Be prepared. The next large wave of tobacco control activities is about to begin, led by the FDA's 'The Real Cost' campaign (TRC). The TRC will be launching next week across the US with TV, radio, print and online components with a priority group of 12-17 year olds who are open to smoking (teens who have never smoked a cigarette but are open to trying it and those who have already smoked between 1 puff and 99 cigarettes in their lifetime and are at risk of becoming regular users). The camapign has even developed a Persona - Pete.
TRC has two behavioral objectives:
- Reduce cigarette smoking initiation rates
- Reduce the number of Petes who are already experimenting with cigarettes and then progress to regular use.
The campaign identifies its key messages as:
• Health Consequences: A focus on consequences that are aligned with what concerns teens, e.g., cosmetic consequences like tooth loss and skin damage. The “cost” is the main theme, getting teens to think about the range of costs associated with smoking, beyond money.
• Loss of Control Leading to Addiction: A focus on how cigarettes can take away the control teens are just beginning to have in their lives. This theme portrays nicotine addiction as an unwanted presence in a young person’s life.
The tone or personality of TRC is described as "candid, empowering and respectful…speaking to teens in a straightforward, authentic and peer-to-peer manner." They don't make any mention of a brand strategy, a little surprising given the effectiveness of brands in other teen smoking prevention projects.
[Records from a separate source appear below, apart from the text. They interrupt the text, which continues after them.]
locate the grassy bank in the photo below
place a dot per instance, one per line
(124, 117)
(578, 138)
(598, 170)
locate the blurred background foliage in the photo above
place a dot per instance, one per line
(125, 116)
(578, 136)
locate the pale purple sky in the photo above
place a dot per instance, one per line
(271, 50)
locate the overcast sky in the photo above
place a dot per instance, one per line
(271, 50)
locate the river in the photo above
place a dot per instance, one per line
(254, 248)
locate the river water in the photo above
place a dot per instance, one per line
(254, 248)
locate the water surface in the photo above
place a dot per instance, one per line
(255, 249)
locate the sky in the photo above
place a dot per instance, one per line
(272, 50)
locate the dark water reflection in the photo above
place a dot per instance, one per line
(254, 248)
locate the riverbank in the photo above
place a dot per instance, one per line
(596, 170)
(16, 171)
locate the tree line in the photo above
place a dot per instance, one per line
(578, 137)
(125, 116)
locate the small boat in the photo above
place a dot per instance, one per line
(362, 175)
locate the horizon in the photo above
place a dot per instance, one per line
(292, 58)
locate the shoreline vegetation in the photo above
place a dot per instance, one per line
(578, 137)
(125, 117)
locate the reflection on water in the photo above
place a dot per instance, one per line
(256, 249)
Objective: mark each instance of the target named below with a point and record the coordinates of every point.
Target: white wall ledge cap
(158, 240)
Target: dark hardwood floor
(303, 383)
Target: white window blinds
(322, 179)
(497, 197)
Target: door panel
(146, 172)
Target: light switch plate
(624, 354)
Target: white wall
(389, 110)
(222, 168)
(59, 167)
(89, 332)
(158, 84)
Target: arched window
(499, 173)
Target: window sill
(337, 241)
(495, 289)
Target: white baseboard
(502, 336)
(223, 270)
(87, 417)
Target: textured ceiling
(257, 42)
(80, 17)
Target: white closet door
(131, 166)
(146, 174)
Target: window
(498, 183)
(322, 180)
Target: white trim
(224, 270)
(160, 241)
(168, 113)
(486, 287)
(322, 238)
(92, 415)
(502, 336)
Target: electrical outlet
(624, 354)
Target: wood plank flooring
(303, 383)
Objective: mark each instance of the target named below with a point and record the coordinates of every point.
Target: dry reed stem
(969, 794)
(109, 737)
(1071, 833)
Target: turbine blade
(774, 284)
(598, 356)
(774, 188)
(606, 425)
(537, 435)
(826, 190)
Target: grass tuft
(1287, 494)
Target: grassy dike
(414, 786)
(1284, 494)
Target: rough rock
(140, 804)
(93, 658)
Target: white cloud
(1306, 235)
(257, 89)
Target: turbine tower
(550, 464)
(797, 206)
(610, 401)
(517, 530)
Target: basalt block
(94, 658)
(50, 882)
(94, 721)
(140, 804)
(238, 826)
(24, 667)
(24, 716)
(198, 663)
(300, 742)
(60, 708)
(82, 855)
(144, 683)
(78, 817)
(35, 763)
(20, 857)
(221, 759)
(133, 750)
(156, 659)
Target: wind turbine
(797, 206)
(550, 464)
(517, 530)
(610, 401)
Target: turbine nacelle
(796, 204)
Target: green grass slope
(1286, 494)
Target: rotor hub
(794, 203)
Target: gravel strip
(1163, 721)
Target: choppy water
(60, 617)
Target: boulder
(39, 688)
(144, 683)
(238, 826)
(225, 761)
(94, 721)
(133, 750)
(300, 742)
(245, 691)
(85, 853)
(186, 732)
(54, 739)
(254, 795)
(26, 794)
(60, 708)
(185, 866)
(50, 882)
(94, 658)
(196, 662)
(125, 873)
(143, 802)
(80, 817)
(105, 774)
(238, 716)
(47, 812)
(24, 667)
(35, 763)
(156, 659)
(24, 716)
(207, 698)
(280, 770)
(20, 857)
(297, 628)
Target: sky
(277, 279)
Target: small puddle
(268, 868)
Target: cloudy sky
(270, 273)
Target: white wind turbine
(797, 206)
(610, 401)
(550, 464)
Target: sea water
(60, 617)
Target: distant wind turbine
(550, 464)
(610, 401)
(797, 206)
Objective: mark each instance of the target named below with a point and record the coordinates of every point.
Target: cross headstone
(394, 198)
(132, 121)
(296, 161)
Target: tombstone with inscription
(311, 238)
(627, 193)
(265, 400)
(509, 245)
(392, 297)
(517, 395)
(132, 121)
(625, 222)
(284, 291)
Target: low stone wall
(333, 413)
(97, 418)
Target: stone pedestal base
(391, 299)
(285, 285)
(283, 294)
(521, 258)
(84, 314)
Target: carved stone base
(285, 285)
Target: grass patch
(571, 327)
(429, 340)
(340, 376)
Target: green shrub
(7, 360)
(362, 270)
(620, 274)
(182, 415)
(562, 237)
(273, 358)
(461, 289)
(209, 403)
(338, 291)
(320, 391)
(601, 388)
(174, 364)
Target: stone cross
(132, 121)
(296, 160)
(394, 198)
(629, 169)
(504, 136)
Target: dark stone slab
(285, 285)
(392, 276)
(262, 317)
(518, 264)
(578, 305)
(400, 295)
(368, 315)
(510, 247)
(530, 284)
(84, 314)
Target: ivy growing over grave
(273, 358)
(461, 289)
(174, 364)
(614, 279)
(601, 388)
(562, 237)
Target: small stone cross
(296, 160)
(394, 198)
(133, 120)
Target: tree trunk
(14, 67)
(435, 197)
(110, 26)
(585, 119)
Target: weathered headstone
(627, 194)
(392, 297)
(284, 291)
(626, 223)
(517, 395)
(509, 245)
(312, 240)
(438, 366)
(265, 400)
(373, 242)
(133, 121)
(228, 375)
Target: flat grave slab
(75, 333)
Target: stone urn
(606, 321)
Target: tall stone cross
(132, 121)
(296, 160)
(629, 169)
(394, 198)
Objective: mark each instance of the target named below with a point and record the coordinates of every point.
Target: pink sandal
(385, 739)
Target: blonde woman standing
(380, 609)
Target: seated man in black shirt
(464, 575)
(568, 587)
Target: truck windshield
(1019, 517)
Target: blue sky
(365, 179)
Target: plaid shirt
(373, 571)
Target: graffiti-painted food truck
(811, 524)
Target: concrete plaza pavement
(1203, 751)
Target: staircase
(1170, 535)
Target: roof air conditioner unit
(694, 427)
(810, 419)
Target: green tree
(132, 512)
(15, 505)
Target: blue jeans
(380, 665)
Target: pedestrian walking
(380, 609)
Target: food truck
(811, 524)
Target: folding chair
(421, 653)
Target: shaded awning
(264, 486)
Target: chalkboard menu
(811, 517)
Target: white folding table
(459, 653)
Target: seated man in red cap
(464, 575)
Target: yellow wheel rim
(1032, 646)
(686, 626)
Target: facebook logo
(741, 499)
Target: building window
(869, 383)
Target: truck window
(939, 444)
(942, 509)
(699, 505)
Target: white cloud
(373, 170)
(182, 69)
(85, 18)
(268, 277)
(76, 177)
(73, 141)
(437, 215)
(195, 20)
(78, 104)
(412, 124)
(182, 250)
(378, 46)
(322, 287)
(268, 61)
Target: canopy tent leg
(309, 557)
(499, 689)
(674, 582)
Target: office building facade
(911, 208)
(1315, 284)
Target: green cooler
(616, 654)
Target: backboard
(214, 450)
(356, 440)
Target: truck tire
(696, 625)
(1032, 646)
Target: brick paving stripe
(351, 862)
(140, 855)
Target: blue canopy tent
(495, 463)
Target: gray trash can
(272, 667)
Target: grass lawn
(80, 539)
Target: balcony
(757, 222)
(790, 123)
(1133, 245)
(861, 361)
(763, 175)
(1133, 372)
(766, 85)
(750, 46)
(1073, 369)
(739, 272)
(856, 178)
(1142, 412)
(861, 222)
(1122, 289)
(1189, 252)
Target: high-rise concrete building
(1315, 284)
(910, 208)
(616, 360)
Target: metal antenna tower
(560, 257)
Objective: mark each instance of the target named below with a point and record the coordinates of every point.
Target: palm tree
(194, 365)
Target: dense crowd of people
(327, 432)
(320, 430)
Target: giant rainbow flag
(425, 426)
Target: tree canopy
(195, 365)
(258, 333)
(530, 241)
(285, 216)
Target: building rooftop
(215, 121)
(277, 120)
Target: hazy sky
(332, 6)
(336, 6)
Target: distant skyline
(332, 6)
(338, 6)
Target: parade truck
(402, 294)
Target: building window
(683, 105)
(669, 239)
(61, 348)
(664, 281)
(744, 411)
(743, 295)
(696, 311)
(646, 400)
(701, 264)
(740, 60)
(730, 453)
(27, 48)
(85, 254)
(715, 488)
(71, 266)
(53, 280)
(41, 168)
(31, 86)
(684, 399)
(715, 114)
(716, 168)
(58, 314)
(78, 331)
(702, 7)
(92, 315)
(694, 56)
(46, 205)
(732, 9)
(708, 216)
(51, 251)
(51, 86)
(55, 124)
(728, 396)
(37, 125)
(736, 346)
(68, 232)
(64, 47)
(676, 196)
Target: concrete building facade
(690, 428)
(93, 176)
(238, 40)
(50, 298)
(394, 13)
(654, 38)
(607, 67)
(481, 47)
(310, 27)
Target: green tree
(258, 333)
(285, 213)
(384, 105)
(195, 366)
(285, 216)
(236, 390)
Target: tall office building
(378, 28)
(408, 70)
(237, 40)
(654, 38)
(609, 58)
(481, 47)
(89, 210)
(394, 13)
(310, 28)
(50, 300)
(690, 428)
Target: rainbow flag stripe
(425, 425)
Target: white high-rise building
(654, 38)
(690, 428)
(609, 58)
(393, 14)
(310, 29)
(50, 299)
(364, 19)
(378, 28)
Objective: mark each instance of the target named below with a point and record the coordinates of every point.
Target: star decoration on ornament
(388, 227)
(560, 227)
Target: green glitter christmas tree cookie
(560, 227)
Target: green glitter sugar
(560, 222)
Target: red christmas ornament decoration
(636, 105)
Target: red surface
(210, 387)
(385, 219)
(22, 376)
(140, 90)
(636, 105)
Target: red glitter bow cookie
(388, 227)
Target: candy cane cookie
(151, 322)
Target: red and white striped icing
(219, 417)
But then, who publishes their brand strategy? We'll see how it unfolds. I just hope they remember that brands happen while you're busy doing something else.
There are several campaign sites where you can view the ads, download campaign materials and get content for social media use.
Downloadable materials - including education pieces, posters and postcards
Social media content
But before you jump into action, you may also want to look at your resources and current tobacco control efforts and see how they compare to the new Best Practices for Comprehensive Tobacco Control-2014 guide from the CDC. Here's a summary of what is in the report that covers far more than just media campaigns.
Tobacco control programs should design and coordinate activities that focus on:
- Preventing initiation among youth and young adults
- Promoting quitting among adults and youth
- Eliminating exposure to secondhand smoke
- Identifying and eliminating tobacco-related disparities among population groups
State and community coalitions are essential to facilitate and sustain changes in behavior and social norms. Research has demonstrated the importance of community support and involvement at the grassroots level to achieve effective policy change, including increasing the unit price of tobacco products and creating smokefree public and private environments.
The available evidence suggests that tobacco control programs with the largest population impact integrate activities with the greatest span (including economic and regulatory approaches) and reach (number of people covered). For more about how span and reach can be integrated in tobacco control programs, see Social Marketing and Tobacco Control Policy.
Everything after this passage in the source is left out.